4.2 Web server hangs or other unresponsive behavior

  1. Try a request for the server status report with active module display enabled (http://www.example.com/server-status/?showmodule) and view the module names listed in the extended status portion of the report.
    1. If a third-party module is listed as the active module for requests which are hanging, report the problem to the vendor and follow their recommended diagnostic steps.
    2. If mod_was_ap20_http.c is listed as the active module for requests which are hanging, the most likely cause is that the application running in WebSphere is not responding. Follow applicable WebSphere MustGather steps.
    3. Otherwise, use the hang documentation tool for Unix, or the hang instructions for Windows, to gather information about the state of the server.
  2. If you are unable to view the server status page, check the IBM HTTP Server error log for reports from mod_mpmstats. There should be reports in the following format, appearing at intervals.
    [Fri Mar 18 13:16:25 2005] [notice] mpmstats: rdy 50 bsy 100 rd 0 wr 100 ka 0 log 0 dns 0 cls 0
    [Fri Mar 18 13:16:25 2005] [notice] mpmstats: bsy: 100 in mod_XXX.c
    
    1. If a third-party module is listed as the module where most or all IBM HTTP Server worker threads are busy at the time of the hang, report the problem to the vendor and follow their recommended diagnostic steps.
    2. If mod_was_ap20_http.c is listed as the active module for requests which are hanging, the most likely cause is that the application running in WebSphere is not responding. Follow applicable WebSphere MustGather steps.
    3. Otherwise, proceed to the next step.
  3. If you are unable to view the server status page or mod_mpmstats reports, or that information does not indicate that any specific module is where requests are hung, use the hang documentation tool for Unix, or the hang instructions for Windows, to gather information about the state of the server.

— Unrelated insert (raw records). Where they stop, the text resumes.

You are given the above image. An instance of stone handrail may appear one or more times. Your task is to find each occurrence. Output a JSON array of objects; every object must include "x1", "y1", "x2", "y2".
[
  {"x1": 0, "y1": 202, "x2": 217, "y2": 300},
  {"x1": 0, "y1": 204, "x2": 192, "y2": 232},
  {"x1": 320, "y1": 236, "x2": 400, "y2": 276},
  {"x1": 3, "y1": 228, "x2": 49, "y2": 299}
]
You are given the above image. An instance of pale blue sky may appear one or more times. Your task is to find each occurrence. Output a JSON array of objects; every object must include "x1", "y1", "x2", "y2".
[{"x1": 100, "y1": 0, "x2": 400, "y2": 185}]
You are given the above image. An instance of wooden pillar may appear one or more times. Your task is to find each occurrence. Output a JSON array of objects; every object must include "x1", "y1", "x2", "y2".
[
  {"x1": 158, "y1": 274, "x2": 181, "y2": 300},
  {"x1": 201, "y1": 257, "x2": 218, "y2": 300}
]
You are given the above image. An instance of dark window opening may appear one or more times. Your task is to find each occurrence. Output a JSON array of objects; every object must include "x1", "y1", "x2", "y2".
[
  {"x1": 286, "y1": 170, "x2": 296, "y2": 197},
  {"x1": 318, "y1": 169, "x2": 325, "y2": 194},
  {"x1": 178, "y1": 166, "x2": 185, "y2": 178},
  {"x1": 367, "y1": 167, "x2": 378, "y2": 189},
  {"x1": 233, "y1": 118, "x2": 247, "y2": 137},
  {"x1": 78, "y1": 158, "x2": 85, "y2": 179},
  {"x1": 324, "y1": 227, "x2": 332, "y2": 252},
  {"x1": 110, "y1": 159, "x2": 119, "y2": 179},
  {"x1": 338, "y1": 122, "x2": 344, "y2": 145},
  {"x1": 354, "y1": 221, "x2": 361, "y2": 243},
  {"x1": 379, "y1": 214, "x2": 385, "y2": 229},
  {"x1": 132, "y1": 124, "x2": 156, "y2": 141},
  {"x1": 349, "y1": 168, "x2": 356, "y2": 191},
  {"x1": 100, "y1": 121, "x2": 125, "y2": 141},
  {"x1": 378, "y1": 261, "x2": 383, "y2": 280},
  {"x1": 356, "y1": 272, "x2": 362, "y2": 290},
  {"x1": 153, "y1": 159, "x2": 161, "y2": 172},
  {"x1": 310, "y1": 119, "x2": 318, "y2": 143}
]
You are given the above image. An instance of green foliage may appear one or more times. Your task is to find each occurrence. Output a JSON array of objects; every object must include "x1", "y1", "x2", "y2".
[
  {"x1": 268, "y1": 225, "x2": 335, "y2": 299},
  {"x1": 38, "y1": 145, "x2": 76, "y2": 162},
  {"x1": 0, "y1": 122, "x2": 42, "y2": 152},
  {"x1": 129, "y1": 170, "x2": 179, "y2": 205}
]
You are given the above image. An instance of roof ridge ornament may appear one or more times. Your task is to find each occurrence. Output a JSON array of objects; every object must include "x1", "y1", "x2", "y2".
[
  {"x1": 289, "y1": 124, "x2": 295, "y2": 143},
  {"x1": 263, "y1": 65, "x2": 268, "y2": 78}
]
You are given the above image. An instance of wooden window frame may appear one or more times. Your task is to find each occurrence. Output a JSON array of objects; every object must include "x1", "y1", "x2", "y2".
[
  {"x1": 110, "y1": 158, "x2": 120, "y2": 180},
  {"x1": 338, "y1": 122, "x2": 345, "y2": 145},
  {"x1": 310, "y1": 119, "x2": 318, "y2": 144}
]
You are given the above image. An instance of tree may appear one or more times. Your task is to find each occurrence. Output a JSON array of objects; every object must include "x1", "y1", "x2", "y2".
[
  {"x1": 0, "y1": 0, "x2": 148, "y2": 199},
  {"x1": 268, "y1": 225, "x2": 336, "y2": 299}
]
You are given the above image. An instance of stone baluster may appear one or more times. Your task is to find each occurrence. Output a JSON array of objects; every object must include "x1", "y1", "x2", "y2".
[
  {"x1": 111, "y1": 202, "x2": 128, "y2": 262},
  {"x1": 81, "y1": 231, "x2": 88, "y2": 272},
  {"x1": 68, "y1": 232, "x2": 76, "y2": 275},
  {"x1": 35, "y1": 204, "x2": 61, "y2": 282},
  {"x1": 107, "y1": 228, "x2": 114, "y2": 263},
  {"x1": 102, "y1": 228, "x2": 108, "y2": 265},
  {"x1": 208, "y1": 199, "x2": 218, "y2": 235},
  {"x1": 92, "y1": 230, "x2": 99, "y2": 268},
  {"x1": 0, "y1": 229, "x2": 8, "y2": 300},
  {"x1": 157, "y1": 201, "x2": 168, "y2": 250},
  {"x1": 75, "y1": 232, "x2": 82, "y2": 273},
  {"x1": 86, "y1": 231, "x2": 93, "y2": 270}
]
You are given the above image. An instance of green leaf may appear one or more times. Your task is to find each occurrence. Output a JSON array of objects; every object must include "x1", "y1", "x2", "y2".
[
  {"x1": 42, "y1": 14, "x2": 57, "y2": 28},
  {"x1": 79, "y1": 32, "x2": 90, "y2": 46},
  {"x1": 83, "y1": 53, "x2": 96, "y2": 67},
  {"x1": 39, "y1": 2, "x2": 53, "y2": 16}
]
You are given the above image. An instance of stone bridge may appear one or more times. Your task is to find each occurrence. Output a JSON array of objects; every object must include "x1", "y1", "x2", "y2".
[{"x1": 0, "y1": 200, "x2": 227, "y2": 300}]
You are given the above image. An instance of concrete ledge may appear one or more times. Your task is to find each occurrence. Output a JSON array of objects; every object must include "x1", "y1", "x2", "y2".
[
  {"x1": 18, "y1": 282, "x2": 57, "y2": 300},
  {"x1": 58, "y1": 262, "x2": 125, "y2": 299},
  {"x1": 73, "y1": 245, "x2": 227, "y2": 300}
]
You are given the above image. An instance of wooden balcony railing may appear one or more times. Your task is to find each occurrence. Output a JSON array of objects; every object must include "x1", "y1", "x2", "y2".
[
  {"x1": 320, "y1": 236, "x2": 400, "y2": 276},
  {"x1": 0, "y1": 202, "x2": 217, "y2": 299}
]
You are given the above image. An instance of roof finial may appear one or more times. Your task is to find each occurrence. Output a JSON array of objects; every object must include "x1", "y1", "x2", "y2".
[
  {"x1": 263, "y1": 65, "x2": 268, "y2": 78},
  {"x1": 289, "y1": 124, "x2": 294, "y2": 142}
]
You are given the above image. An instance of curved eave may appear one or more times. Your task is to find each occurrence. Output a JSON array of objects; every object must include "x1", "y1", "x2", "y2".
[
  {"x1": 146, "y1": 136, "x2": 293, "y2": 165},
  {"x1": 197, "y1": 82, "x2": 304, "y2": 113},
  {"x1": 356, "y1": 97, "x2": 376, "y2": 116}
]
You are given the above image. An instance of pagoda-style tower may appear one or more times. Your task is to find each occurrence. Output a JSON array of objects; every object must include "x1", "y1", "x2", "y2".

4.3 Web server high CPU conditions

4.3.1 Unix and Linux platforms

Follow the high CPU instructions for Unix and Linux.

4.3.2 Windows platforms

Follow the hang or high CPU instructions for Windows.

4.4 Unexpected request failures

This requires the %{RH}e feature to be enabled (described above in section 3.1).

Here are some example access log records showing failures:

127.0.0.1 - - [11/Aug/2005:19:38:47 -0400] "GET /cgi-bin/foo" 404 326 774 (mod_cgid.c/404/handler)
127.0.0.1 - - [11/Aug/2005:19:39:04 -0400] "GET /cgi-bin/foo" 500 653 15515 (mod_cgid.c/500/handler)

The name of the module which failed the request in both cases is mod_cgid. The name of a third-party module would appear when the third-party module failed the request.